Un texte de Josée Bourassa

Au nombre de festivaliers présents sur le parterre de la scène des Voix populaires, on a vite compris que sa popularité n'a pas faibli au fil des ans.

Devant la scène, la foule compacte était prête à accueillir son idole qui a su se faire désirer avec 35 minutes de retard. Mais qu'à cela ne tienne, c'est Éric!

« Je suis content de vous voir! », a-t-il lancé à la foule, qui ne se faisait pas prier de chanter avec lui ses plus grands succès.

Éric Lapointe a donné le spectacle que ses admirateurs voulaient voir, passant du rock lourd aux douces ballades.

Fidèle à son habitude, il a invité quelques participants de l'émission La Voix à se joindre à lui : Noémie Lafortune, Jessie Proteau et la Trifluvienne Stéphanie Veillette.

« Une voix spectaculaire », a dit Éric Lapointe au sujet de Stéphanie Veillette. Pour interpréter Highway to hell d'AC/DC, la Trifluvienne a démontré avec puissance qu'elle pouvait jouer du coude dans le milieu du rock sans timidité.

Michel Pagliaro inaugure une nouvelle scène

On ne sait pas encore si le rock est la formule magique pour chasser la pluie. Reste que Michel Pagliaro littéralement repoussé les nuages persistants en fin de journée jeudi.

On lui a confié l'inauguration de la nouvelle scène des Voix acoustiques. Installée dans la cour arrière du Musée Pop, la scène est bordée par les murs de la vieille prison et des maisons de la collection Robert-Lionel Séguin. Le lieu est champêtre à souhait.

Il est permis de croire que cette scène deviendra un coup de coeur pour plusieurs. Une heure avant le spectacle, les festivaliers, vêtus de ponchos imperméables ont commencé à arriver malgré le ciel gris et les gouttes de pluie. Puis, Pagliaro et son guitariste nous ont envoyé directement l'incontournable J'entends frapper.

Les gens chantent, la pluie cesse, les festivaliers s'entassent devant la scène. Un spectacle acoustique, vous dites? Ils sont deux et sonnent comme s'ils étaient cinq.

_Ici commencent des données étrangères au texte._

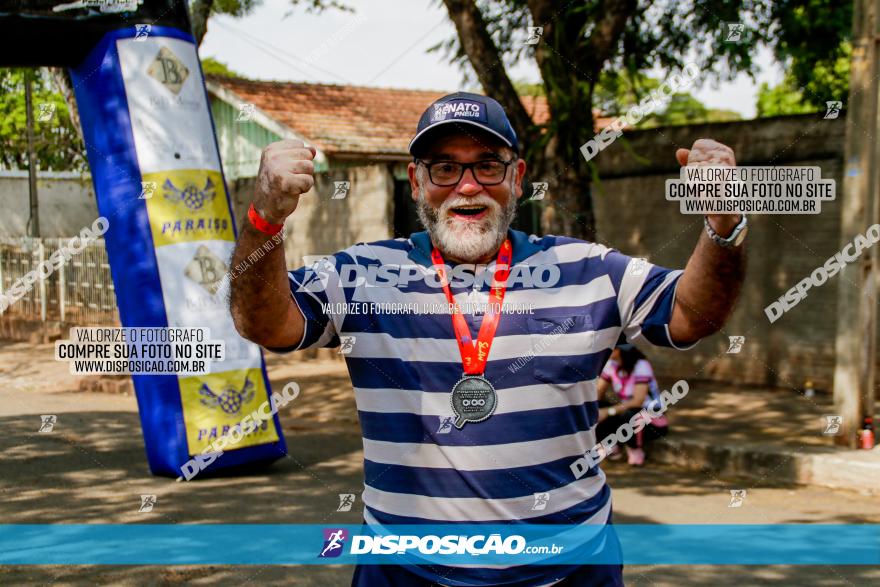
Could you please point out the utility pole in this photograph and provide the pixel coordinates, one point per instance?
(856, 344)
(33, 227)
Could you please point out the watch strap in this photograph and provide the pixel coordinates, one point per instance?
(734, 240)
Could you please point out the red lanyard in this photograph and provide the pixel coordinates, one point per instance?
(474, 353)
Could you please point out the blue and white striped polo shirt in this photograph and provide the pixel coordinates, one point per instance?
(544, 366)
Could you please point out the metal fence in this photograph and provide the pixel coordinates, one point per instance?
(79, 292)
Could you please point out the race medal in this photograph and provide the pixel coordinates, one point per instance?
(473, 399)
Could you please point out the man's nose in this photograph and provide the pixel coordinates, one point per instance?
(468, 184)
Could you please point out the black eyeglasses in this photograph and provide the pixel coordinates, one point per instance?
(449, 173)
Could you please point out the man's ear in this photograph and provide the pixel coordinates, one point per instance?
(520, 170)
(413, 183)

Michel Pagliaro est en voix, il pousse la note comme il y a 40 ans. Il nous enfile ses grands succès les uns derrière les autres : Le temps presse, L'espion, Les bombes.

Il fouille dans son vieux répertoire et nous ressort Rainshower comme un pied de nez aux nuages, Émeute dans la prison encore plus blues et fait un réel plaisir à la foule avec Loving you ain't easy. Quel bon départ pour le Festivoix.

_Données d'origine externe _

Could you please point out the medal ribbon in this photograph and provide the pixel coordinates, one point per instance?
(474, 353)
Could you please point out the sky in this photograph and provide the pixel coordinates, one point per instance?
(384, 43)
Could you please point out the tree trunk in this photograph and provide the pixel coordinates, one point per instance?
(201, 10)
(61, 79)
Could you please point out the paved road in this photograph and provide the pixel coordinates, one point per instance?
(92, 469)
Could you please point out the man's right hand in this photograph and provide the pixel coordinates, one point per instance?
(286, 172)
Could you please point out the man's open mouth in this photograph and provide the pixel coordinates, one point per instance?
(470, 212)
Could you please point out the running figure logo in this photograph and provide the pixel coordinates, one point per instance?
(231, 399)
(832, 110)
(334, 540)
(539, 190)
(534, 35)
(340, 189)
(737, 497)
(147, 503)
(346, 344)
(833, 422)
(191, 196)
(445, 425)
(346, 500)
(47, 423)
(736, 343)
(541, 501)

Pagliaro termine son tour de chant, les nuages se dissipent. Vincent Vallières ne fera qu'une bouchée du reste.

Émotion et intimité avec Vincent Vallières

« J'avais très hâte de venir jouer ici. On m'avait beaucoup parlé de la scène des Voix multiples du Festivoix », a déclaré l'auteur-compositeur-interprète. Vincent Vallières s'est installé sur la scène de la cour du monastère des Ursulines comme s'il était dans notre cour.

« On m'avait dit que c'était une scène intime, je me disais qu'il y aurait 500 personnes, mais non, vous êtes 5000! » En effet, le site est encore plein. Encore, parce que c'est une des scènes les plus populaires du Festivoix.

Retrouver Vincent Vallières, c'est comme retrouver un bon vieux chum. Généreux, solide, simple et drôle aussi.

Le public savoure L'amour, c'est pas pour les peureux, Le monde tourne fort. Il découvre une version inédite de Loin dans le bleu coécrite avec Gilles Vigneault, une des préférées de Vallières.

Il s'émeut à entendre Lily et finalement.. fond littéralement avec On va s'aimer encore que Vallières offre comme un cadeau.

Le public chante, le chanteur se fait discret et laisse les gens se l'approprier. Mine de rien, le ciel a retrouvé son bleu azur, les nuages ont complètement disparu.

C'est le jour 1 du Festivoix. Il y aura encore neuf autres soirées. Il paraît que le meilleur reste à venir.